Wie rasch ein Technolo­gie­standort ­Fortschritte macht, lässt sich unter anderem an aktuellen Bauprojekten festmachen. Am Areal der Tabakfabrik entsteht mit dem „Quadrill“ auf mehr als 10.000 Quadratmetern ein neues Quartier, dessen Herzstück der 109 Meter hohe Büro- und Hoteltower sein wird. Nach der geplanten Fertigstellung 2025 soll das gesamte „Tschickbude“-Terrain 5.000 Menschen einen Arbeitsplatz bieten. Aktuell zählt der ausvermietete revitalisierte Behrens-Bau rund 250 Unternehmen und Organisationen mit 3.000 Personen. Die Tabakfabrik, 2009 als denkmalgeschützte Industrieruine von der Stadt Linz um 17 Millionen Euro erworben, wurde in einem Kraftakt zu einem international viel beachteten Innovationshub umgebaut. Ein Beispiel, das Schule macht. Gebaut wird zum Beispiel auch das „Hafenportal“, ein Büro- und Wohnkomplex als Teil des „Projekts Neuland“ der Linz AG im Hafenviertel. Im Süden der Stadt nahe der Autobahn A7 am Siemens-Areal realisiert die Neuson Real GmbH mit der Techbase eines der größten Bauvorhaben der Landeshauptstadt. Der erste Bauabschnitt dieses „Campus für Innovation und Technologie“ ist fertig, zwei weitere Objekte folgen 2024. Das alte Siemens-Bauwerk wird kernsaniert, an die Techbase angebunden und künftiger Sitz für weitere Technologie-Unternehmen sein. Siemens übersie­delte auf 8.000 Quadratmeter des ersten Bauabschnitts und bündelt erstmals die rund 700 Mitarbeiter des Bundeslandes an einem Ort.

Standort und Image aufgewertet

„Wir sind zwar nicht an der sogenannten Linzer ‚digitalen Meile‘, aber wir können mit ruhigem Gewissen sagen, dass hier am Standort ein digitaler Hotspot entstanden ist“, sagt Günther Schallmeiner. Der Siemens-Oberösterreich-Chef verwirklichte mit der neuen „Homebase“ einen lang gehegten Traum, nämlich „eine Top-Arbeitswelt für alle Mitarbeiter zu gestalten, mit fließenden Abteilungsgrenzen und individuell angepassten Arbeitssystemen. Diese Chance hast du nur einmal im Leben“, sagt Schallmeiner. Darüber hinaus soll der neue Standort nach außen wirken: Siemens, seit 120 Jahren in Oberösterreich, will als attraktiver Arbeitgeber wieder neu glänzen. Aus diesem Grund spricht Schallmeiner nicht mehr so gerne von „Niederlassung“. „Das trifft es nicht mehr. Wir sind von Linz aus international im Projekt- und Lösungsgeschäft tätig und entwickeln Softwaresysteme für den weltweiten Vertrieb. Daher reden wir viel lieber vom Siemens Innovationhub Oberösterreich.“

Eine Top-Arbeitswelt für alle Mitarbeiter zu gestalten – diese Chance hast du nur einmal im Leben.

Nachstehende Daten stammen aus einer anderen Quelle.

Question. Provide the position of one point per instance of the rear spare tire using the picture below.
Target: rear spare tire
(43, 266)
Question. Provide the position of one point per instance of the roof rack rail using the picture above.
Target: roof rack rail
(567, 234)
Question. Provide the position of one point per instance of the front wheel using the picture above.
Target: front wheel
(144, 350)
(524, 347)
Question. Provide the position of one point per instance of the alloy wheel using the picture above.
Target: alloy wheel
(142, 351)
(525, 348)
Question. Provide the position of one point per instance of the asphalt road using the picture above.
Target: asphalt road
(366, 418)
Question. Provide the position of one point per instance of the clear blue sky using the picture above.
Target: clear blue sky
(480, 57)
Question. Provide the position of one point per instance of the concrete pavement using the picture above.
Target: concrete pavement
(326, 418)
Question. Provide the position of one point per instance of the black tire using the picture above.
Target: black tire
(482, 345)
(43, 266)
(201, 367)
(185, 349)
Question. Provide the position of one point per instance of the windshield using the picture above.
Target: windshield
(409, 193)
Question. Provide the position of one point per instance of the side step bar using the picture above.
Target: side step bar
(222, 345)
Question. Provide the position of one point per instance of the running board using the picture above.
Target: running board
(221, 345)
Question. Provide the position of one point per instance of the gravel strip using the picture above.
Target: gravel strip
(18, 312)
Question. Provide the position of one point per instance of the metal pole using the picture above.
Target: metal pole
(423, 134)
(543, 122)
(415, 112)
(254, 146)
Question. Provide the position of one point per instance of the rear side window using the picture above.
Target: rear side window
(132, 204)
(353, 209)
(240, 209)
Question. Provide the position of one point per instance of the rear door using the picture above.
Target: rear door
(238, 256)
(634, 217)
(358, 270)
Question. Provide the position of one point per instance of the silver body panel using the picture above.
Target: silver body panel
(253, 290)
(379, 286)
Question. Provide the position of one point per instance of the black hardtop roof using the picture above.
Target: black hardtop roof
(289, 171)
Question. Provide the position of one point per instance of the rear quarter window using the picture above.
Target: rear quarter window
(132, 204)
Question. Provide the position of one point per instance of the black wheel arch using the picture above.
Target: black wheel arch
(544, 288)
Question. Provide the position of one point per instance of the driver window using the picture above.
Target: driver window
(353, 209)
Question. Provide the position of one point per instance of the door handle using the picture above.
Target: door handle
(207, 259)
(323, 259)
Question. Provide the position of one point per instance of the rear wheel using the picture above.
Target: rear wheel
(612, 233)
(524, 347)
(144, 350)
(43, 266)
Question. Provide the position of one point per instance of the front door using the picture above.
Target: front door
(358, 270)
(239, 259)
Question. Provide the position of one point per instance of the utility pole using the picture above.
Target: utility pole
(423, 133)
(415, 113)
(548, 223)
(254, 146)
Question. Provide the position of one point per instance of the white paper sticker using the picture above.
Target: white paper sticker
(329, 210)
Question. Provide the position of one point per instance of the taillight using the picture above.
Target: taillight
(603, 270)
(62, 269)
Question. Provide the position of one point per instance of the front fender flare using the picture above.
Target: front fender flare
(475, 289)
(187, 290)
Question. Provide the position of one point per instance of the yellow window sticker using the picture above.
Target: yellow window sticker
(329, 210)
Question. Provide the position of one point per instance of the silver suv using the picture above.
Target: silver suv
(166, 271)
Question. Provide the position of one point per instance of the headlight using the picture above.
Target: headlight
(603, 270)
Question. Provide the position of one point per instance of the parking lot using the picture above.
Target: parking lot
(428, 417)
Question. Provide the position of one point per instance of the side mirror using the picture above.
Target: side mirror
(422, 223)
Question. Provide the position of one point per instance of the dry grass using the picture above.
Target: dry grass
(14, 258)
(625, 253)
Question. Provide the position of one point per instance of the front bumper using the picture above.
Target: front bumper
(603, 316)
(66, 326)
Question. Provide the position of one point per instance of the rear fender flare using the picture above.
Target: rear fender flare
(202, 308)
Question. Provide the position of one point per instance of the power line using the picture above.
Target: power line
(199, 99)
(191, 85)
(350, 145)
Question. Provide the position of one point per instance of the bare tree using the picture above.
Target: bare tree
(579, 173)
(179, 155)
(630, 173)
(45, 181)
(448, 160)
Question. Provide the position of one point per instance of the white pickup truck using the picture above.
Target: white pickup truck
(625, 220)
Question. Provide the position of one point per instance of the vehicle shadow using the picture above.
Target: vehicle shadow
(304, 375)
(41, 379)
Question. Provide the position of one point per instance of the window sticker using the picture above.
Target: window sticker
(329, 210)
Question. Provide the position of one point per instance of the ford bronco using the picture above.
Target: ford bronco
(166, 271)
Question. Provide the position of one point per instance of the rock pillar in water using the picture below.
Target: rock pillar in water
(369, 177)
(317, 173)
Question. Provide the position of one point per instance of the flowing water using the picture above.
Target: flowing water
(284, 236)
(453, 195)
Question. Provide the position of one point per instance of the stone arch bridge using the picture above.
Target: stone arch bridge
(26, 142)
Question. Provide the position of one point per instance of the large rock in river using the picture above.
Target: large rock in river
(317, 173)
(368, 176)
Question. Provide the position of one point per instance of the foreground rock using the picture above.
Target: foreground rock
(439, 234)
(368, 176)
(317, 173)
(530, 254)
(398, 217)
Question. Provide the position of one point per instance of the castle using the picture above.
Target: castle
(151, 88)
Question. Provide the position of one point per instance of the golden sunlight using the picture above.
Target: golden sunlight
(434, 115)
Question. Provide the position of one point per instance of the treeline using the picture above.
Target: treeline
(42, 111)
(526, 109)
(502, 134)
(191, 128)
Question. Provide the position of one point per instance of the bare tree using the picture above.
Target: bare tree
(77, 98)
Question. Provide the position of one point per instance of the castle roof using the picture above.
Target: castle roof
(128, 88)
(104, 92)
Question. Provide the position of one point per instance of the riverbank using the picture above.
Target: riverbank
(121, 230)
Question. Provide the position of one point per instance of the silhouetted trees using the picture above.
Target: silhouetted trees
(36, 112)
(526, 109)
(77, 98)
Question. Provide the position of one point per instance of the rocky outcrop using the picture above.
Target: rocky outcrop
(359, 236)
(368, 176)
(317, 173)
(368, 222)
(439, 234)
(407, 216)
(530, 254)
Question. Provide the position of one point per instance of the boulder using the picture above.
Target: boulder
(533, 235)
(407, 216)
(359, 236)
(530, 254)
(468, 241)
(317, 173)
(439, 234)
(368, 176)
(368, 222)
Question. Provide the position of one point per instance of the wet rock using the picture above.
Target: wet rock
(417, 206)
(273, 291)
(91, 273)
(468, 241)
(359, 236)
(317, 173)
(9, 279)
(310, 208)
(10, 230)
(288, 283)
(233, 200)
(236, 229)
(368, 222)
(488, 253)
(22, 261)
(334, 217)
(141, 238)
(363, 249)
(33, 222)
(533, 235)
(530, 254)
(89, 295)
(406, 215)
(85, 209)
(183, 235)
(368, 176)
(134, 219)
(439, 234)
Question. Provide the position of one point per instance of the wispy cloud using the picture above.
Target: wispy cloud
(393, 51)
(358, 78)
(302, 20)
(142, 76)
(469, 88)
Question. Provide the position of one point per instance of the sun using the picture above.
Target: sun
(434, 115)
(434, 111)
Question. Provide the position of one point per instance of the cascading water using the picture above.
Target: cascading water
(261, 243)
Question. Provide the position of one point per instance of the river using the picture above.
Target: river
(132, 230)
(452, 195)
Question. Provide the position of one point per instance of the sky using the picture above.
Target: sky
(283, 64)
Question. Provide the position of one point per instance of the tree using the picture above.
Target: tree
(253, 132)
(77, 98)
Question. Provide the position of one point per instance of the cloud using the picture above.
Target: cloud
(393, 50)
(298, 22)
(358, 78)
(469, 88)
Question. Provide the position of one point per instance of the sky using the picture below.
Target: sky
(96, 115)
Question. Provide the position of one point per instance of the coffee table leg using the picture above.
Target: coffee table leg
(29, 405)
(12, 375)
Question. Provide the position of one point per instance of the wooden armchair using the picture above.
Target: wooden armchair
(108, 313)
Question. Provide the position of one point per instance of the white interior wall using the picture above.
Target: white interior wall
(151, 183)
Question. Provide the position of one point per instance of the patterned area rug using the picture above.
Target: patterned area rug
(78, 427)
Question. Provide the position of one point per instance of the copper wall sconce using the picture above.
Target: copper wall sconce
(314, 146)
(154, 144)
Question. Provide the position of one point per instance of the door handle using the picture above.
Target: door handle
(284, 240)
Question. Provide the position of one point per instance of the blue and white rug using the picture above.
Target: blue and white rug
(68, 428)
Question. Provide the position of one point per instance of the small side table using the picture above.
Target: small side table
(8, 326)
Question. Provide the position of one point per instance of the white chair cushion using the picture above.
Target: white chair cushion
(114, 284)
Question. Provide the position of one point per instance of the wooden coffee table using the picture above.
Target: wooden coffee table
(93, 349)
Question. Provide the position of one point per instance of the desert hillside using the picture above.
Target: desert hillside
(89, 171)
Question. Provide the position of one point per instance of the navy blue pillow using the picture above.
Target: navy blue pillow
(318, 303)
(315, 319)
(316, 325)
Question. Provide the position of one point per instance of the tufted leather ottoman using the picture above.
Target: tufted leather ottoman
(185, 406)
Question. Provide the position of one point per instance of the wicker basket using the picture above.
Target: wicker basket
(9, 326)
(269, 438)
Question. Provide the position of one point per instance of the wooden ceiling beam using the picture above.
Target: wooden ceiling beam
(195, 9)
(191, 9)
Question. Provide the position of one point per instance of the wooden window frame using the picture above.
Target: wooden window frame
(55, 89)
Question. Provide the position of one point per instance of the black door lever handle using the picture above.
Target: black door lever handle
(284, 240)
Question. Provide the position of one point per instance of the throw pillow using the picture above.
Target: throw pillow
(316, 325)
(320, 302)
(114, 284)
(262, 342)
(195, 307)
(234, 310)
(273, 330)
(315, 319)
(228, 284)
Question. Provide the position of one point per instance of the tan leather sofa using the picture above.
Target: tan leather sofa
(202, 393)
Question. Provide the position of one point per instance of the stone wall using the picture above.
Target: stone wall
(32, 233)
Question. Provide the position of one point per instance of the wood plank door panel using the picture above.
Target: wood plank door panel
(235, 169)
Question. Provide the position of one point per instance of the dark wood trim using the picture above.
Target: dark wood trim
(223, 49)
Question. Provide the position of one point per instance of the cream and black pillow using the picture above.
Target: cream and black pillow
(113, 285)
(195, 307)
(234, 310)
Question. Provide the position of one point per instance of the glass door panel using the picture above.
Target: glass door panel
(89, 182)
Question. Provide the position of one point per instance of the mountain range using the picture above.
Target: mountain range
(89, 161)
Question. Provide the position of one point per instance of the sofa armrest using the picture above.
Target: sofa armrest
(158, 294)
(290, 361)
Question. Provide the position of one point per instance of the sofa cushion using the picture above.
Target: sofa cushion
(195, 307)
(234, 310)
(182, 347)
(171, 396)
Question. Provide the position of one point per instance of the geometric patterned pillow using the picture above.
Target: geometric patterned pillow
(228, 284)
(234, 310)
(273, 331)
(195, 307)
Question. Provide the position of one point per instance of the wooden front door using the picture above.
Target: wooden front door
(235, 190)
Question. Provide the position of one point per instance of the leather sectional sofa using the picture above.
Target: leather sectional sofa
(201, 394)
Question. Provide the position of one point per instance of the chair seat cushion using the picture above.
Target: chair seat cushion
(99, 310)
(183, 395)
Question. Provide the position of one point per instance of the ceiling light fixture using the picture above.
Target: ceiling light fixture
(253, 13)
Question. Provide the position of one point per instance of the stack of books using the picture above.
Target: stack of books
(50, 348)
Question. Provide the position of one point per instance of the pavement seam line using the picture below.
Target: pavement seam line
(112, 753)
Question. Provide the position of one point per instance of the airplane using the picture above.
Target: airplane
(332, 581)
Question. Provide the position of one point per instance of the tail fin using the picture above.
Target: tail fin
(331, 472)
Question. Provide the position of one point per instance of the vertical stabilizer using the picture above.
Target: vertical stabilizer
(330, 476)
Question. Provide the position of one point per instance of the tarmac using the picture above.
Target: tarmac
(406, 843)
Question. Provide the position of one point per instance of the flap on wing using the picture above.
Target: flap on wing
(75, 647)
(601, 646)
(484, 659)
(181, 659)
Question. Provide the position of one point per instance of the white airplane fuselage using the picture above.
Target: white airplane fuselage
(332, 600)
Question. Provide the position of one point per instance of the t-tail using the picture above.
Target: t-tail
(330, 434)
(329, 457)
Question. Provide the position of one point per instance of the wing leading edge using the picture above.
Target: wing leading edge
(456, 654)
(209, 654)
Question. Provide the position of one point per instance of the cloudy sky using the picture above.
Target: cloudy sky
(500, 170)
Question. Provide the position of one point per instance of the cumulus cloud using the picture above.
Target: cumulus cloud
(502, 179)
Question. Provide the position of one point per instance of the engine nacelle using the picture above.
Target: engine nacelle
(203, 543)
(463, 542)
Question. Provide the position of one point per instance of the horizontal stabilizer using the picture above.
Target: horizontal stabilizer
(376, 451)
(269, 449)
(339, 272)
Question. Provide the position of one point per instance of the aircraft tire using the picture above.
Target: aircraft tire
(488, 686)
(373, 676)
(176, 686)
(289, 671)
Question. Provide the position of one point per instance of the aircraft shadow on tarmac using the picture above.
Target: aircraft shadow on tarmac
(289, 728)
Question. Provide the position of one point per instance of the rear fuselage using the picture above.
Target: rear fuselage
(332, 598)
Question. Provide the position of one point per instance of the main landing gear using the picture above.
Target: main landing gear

Innovation sichtbar machen

Sichtbarer Ausdruck des neuen Selbstverständnisses ist das im Erdgeschoß untergebrachte neue „Manufacturing Solutions Lab“. Die Kundeninstallation kann sowohl zu Test- als auch zu Ausbildungszwecken genutzt werden. Der Fokus liegt auf Lösungen für die Produktion von Autos und die Fertigung von Batterien für Elektroautos. „In sehr vielen Automobilwerken dieser Welt steckt über alle Produktionsbereiche hinweg Know-how aus Oberösterreich. Das ist unser Alleinstellungsthema“, sagt Schallmeiner. Daneben ist Oberösterreich ein weltweit gefragtes Kompetenzzentrum in den Bereichen digitaler Energiemanagementlösungen und ­Flottenmanagement für fahrer­lose Transportsysteme. „Man muss sich als Unternehmen immer wieder neu erfinden, sonst kannst du mit den Entwicklungen nicht mithalten“, sagt Schallmeiner. Österreichweit beschäftigt ­Siemens 8.900 Menschen und setzt 2,7 Milliarden Euro um.